American ballet dancer

Kathleen Breen Combes is an American ballet dancer. She was a principal dancer with the Boston Ballet until 2019, when she retired to join Festival Ballet Providence as executive director. She is now the Director of Ballet Rhode Island

== Early life ==
Breen Combes was born in Rockville Centre, New York. She is of Irish ancestry. She trained in ballet at Fort Lauderdale Ballet Classique, the Harid Conservatory, and The Central Pennsylvania Youth Ballet. The daughter of a Pilates instructor, she became certified in Pilates when she was nineteen years old.

== Career ==
Breen Combes joined The Washington Ballet as an apprentice in 2000 and became a member of main company in 2002. She joined Boston Ballet in 2003. She was promoted to second soloist in 2005, soloist in 2007, and principal dancer in 2009. Her professional repertoire has included classical ballets, neo-classical ballets by George Balanchine, and works by John Cranko, Jiří Kylián, William Forsythe, Christopher Wheeldon, Wayne McGregor, and Jorma Elo. In 2003 she was awarded the Lefkowitz Award for Special Achievement at the New York International Ballet Competition at Lincoln Center. In 2007 she was featured on the cover of Dance Magazine and has also been featured in Pointe. She was nominated for the Prix Benois de la Danse Award in 2012 for her portrayal of Juliet in Romeo and Juliet and Queen Titania in A Midsummer Night's Dream and was later invited to dance at the Bolshoi Theatre.

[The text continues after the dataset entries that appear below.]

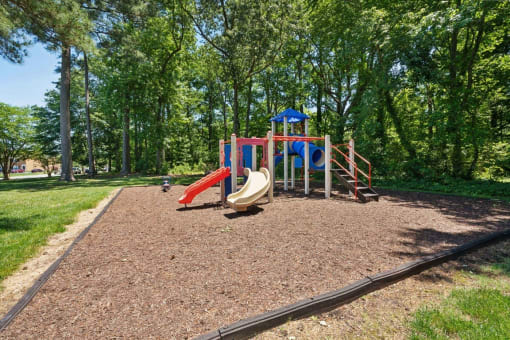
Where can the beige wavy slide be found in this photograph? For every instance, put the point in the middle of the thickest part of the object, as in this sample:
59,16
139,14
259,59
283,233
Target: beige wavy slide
256,186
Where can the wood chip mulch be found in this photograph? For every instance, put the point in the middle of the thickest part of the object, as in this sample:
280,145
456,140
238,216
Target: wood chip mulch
151,269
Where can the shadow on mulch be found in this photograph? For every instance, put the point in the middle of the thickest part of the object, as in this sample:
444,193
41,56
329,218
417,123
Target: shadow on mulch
460,209
468,211
215,205
253,210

She has also danced in Don Quixote, Giselle, La Bayadère, The Taming of the Shrew, Lady of the Camellias, Cinderella, The Sleeping Beauty, Swan Lake, The Nutcracker, La Sylphide, Le Spectre de la rose, Spring Waters Pas de Deux, Jewels, Coppélia, Apollo, Symphony in Three Movements, The Four Temperaments, The Prodigal Son, Serenade, La Valse, Episodes, Ballo della Regina, Divertimento No. 15, Mozartiana, Who Cares?, and Allegro Brillante.

== Personal life ==
In 2010 Breen Combes married Spanish ballet dancer and choreographer Yury Yanowsky, who she danced with at Boston Ballet, in a ceremony in the Canary Islands. They have a daughter named Cora, and a son born in 2020

While dancing with Boston Ballet, Breen Combes enrolled at Northeastern University. She graduated in 2016 with a bachelor's degree in organizational communications and management. She is currently in the graduate program for non-profit management. She is the founder of the blog LeadHERship.